Berapa jauh batasan pasien terhadap toleransi aktivitas?
Kapan selama siang hari pasien mengeluh paling letih dan sesak napas?
Apakah kebiasaan makan dan tidur terpengaruh?
Apa yang pasien ketahui tentang penyakit dan kondisinya?
Data tambahan dikumpulkan melalui observasi dan pemeriksaan; pertanyaan yang
patut dipertimbangkan untuk mendapatkan data lebih lanjut termasuk :
Berapa frekuensi nadi dan pernapasan pasien?
Apakah pernapasan sama dan tanpa upaya?
Apakah pasien mengkonstriksi otot-otot abdomen selama inspirasi?

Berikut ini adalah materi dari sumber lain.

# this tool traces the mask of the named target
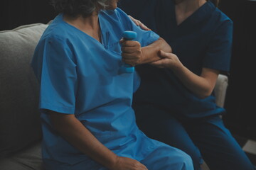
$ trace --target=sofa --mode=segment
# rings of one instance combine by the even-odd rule
[[[48,24],[0,31],[0,169],[43,170],[39,86],[30,66],[35,47]],[[224,106],[228,76],[215,88]]]

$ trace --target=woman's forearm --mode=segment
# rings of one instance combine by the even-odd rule
[[[74,115],[49,112],[55,130],[73,146],[107,168],[115,164],[117,156],[100,142]]]
[[[156,62],[161,59],[159,51],[162,50],[166,52],[171,52],[171,46],[161,38],[153,43],[142,47],[142,57],[139,64]]]

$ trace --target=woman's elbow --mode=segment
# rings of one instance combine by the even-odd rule
[[[211,95],[213,90],[211,89],[206,89],[202,90],[198,94],[198,97],[201,99],[204,99]]]

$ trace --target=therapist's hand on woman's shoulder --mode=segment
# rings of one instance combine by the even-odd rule
[[[135,19],[134,18],[133,18],[131,16],[129,16],[129,18],[130,18],[132,19],[132,21],[134,21],[134,23],[137,26],[139,26],[142,29],[145,30],[151,30],[151,29],[149,29],[147,26],[144,25],[143,23],[142,23],[139,20]]]
[[[117,157],[111,170],[147,170],[139,162],[128,157]]]
[[[151,65],[159,68],[171,69],[174,71],[182,68],[182,63],[178,60],[178,57],[174,53],[165,52],[162,50],[160,50],[159,54],[162,57],[162,59],[156,62],[151,62]]]

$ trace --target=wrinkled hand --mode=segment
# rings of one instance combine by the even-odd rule
[[[139,26],[142,29],[144,30],[151,30],[151,29],[149,29],[149,28],[147,28],[147,26],[146,26],[145,25],[144,25],[139,20],[135,19],[134,18],[133,18],[131,16],[128,16],[132,21],[137,26]]]
[[[144,165],[137,160],[122,157],[117,157],[117,159],[111,170],[147,170]]]
[[[135,66],[141,62],[143,57],[142,47],[138,41],[121,39],[122,62],[131,66]]]
[[[150,64],[159,68],[169,68],[173,70],[178,69],[182,66],[181,61],[174,53],[168,53],[160,50],[159,55],[162,59],[151,62]]]

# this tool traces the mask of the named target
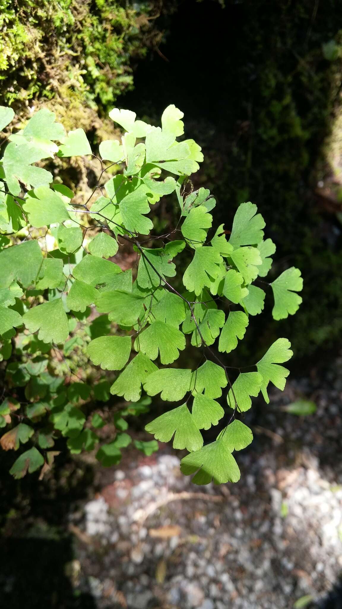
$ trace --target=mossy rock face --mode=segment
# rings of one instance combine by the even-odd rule
[[[161,51],[169,62],[142,62],[125,102],[158,116],[172,99],[184,112],[186,135],[204,153],[194,188],[215,195],[218,224],[231,225],[243,201],[257,204],[280,261],[271,281],[287,266],[302,270],[302,306],[281,327],[296,354],[310,353],[336,343],[342,328],[341,224],[316,192],[332,156],[334,174],[340,164],[340,135],[330,135],[342,112],[342,4],[224,4],[189,0],[162,15],[156,25],[169,32]],[[182,62],[189,77],[175,87]],[[271,322],[262,333],[255,325],[253,344],[276,333]]]
[[[160,36],[152,17],[150,5],[120,0],[0,0],[1,103],[50,100],[67,127],[80,118],[89,128],[132,87],[132,65]]]

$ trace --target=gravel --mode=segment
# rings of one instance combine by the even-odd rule
[[[332,591],[342,571],[341,364],[246,414],[255,440],[237,456],[236,485],[195,487],[166,445],[99,470],[100,494],[74,526],[79,589],[97,609],[289,609],[305,596],[308,607],[342,607],[338,583]],[[315,415],[281,410],[302,396]]]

Apakah pasien menggunakan otot-otot aksesori pernapasan selama pernapasan?
Apakah tampak sianosis?
Apakah vena leher pasien tampak membesar?
Apakah pasien mengalami edema perifer?
Apakah pasien batuk?
Apa warna, jumlah dan konsistensi sputum pasien?
Bagaimana status sensorium pasien?
Apakah terdapat peningkatan stupor? Kegelisahan?
2. Diagnosa Keperawatan
a) Bersihan jalan napas tak efektif b/d peningkatan produksi secret, sekresi tertahan , tebal,
sekresi kental.
b) Kerusakan Pertukaran Gas b/d Gangguan suplai oksigen (Obstruksi jalan napas, spasme
bronkhus, jebakan udara)
c) Perubahan nutrisi kurang dari kebutuhan tubuh berhubungan dengan dispnea, kelemahan,
efek samping obat, produksi sputum, anoreksia , mual /muntah
d) Resiko tinggi infeksi berhubungan dengan tidak adekuatnya imunitas, malnutrisi
e) Kurang pengetahuan tentang kondisi/tindakan berhubungan dengan kurang informasi.